How the Internet Works
In Review
Introduction
All of the computers on the Internet are physically connected to one other. Some folks believe the Internet uses satellites but it just takes too long to bounce signals out into space and back again. Microwaves are used for short distances but the rest of the Internet is connected with millions of miles and cables laid over telephone poles, through the ground, and under the ocean. Think about this for a minute. You have a physical connection through copper wire and fiber optic cable to millions of computers scattered all over the world. This may be the single most important development of the last century as it allows very low cost communication of a large variety of data between most of the people on the earth. The implications of the Internet are only just starting to be felt by society.
The Internet can be access through browsers on a variety of devices to over 2 billion web sites. The Internet is also used for a wide variety of communication uses that most people never see. This includes bank transactions, secure government communications, and others. The internet contains a huge variety of GIS data, much of which is available for public use. Other sources are available for purchase. All of these sources of GIS data can be access from a few simple scripting commands. You can even create your own "services" to provide data to others on the Internet .Enough philosophy, now back to work.
How the web works
Every computer has an address that uniquely identifies it to the internet. This is referred to as an “Internet Protocol” or “IP” address. “Protocol” is another word for a language that allows two computers to talk to one another. An example of an IP address would be “128.54.123.1”. Each IP address contains 4 bytes and each byte can be 0 to 255. Servers on the Internet have “fixed addresses” that never change and other computers have “dynamic addresses” that are assigned when they are turned on or connect to the network. These addresses allow two computers to talk with each other on what is otherwise a party line (see Wikipedia if you are too young to know what a party lines is) with millions of callers.
When you get on the Internet you probably type in a “domain name” such as “www.Google.com”. This name is converted into an IP address by a “domain name server” and then the browser actually uses an IP address that is hidden from you. If you want to find out what the IP address is you can perform a “Whois” search from a domain name provider but you really don’t need to.
In any internet transition there is a client and a server. The client is the one making the request and the server is the one who hopefully responds with what the client wants. If type “www.Goole.com” into your web browser’s Uniform Resource Locator (URL) text box and then hit return you will see Google’s home page. Right click on the page and select “View Source”. This will show you the Hypertext Markup Language (HTML) code that was returned from Google’s web site. HTML is the primary language that is used to create web pages and is what is typically returned in a response from a server.

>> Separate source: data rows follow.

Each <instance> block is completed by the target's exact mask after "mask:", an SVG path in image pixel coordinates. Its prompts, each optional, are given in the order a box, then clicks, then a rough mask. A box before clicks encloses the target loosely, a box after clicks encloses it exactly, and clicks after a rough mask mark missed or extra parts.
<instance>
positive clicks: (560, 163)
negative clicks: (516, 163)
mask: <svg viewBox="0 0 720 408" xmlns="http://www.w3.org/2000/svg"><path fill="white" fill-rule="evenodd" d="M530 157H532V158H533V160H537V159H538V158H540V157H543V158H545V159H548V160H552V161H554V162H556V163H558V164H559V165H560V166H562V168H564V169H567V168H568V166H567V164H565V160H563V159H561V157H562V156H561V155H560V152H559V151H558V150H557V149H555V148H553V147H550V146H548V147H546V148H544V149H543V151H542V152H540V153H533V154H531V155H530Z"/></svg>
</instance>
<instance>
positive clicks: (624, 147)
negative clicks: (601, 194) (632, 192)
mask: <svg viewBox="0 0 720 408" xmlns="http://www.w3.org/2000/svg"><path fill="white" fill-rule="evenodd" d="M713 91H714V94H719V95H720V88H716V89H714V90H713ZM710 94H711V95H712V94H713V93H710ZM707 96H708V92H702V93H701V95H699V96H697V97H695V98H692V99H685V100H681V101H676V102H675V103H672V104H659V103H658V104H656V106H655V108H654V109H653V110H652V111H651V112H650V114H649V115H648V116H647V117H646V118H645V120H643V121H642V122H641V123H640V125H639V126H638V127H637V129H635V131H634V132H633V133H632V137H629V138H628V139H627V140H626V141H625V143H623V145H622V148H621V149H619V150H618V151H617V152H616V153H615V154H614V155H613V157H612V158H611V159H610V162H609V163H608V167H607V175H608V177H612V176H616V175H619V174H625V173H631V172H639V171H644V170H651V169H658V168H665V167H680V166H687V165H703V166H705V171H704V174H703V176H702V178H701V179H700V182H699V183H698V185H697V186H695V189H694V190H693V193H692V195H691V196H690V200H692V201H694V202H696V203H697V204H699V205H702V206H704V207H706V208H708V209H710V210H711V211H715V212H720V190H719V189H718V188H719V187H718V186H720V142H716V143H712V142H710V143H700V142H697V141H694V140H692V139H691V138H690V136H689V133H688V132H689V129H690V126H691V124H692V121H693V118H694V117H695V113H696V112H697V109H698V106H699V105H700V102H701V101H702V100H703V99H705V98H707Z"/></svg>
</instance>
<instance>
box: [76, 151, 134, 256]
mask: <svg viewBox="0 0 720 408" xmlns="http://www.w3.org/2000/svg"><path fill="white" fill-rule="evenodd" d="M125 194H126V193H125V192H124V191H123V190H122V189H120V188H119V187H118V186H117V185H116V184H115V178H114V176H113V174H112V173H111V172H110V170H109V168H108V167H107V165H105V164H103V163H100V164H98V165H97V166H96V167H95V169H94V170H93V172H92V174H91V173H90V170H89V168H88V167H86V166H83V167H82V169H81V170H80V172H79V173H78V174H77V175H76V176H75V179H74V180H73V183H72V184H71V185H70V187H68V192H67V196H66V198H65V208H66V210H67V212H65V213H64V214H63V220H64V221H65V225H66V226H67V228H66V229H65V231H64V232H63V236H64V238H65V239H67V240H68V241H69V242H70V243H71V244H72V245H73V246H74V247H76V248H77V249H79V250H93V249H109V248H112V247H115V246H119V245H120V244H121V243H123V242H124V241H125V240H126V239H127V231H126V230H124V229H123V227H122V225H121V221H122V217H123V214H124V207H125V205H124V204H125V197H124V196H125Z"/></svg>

If you type a search into Google such as “HTTP” you will see a list of web sites that contain information on Hypertext Transfer Protocol (HTTP). Take a closer look at what Google’s web page put into the URL field when you entered this search.
http://www.google.com/search?hl=en&q=HTTP&btnG=Google+Search
This link is a URL but it is also the core of a Hyper Text Transfer Protocol (HTTP) request. The first part “http” indicates that we will be using HTTP to make the request. HTTP is the protocol used by the world-wide-web to communicate web pages, images, and other web content. Having a specified protocol is very important to make sure the client and server are using the same language. There are other protocols such as File Transfer Protocol (FTP) and Small Mail Transfer Protocol (SMTP). You have probably used both these protocols to move files and receive email even though your software hides it from you.
Network Stacks
To have data go from a script to another server and back there is actually a large number of different protocols and hardware “layers” involved. These layers make up a “Network Stack”. The Transaction Control Protocol (TCP) and Internet Protocol (IP) are part of this stack for the Internet. Fortunately we only need to worry about part of HTTP and the contents of it’s messages to be able to harvest data from the Internet.

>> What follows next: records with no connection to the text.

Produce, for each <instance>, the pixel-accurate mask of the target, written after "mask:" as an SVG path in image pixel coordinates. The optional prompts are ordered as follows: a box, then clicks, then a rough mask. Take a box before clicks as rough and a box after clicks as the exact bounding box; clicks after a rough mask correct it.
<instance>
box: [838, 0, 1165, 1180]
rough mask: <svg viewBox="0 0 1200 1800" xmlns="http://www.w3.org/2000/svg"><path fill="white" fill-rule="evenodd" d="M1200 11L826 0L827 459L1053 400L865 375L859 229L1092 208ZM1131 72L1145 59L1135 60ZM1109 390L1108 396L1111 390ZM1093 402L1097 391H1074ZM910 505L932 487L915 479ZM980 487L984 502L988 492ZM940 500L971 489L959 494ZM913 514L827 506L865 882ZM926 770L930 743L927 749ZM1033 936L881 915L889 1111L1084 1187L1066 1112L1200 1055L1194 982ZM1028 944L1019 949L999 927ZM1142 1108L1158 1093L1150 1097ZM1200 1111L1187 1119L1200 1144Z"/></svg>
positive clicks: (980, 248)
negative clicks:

The next part of the URL “www.google.com” is the domain name and indicates the server you wish to communicate with. This value is converted into an IP number by the browser before the actual request is sent to the server. You can substitute an IP address for the domain name if you know the address of a server.
After the domain name is the address of the file that the client wants to be called by the server. In the example above this is simply “search”. This file is typically in a special “web site” folder on the server so that only part of the path to the file is shown in the URL. The file path can also be hidden by some web servers. If you right-click on any image that is displayed in a web page and select “properties” you will see the location of the file within the servers web folder. If you right-click on the Google logo you will see an address such as shown below. The “/intl/en_ALL/images/logo.gif” is the address of the image within the web folder on Google’s server.
http://www.google.com/intl/en_ALL/images/logo.gif
After the question mark (“?”) there can be parameters with information for the web page. in the case of Google the parameters include information on the search to be executed. The parameters in the example above are:
hl=en q=HTTP btnG=Google+Search
These parameters are defined by Google so they can be a little hard to decipher but we can guess that the “hl” is the language, “q” is the question, and “btnG” tells Google to do a search. These parameters are passed to a program on one of Google’s servers which then perform a search and return the results in HTML.
To access the Internet from a script all we have to do is send HTTP requests to a server and then parse the data that is returned.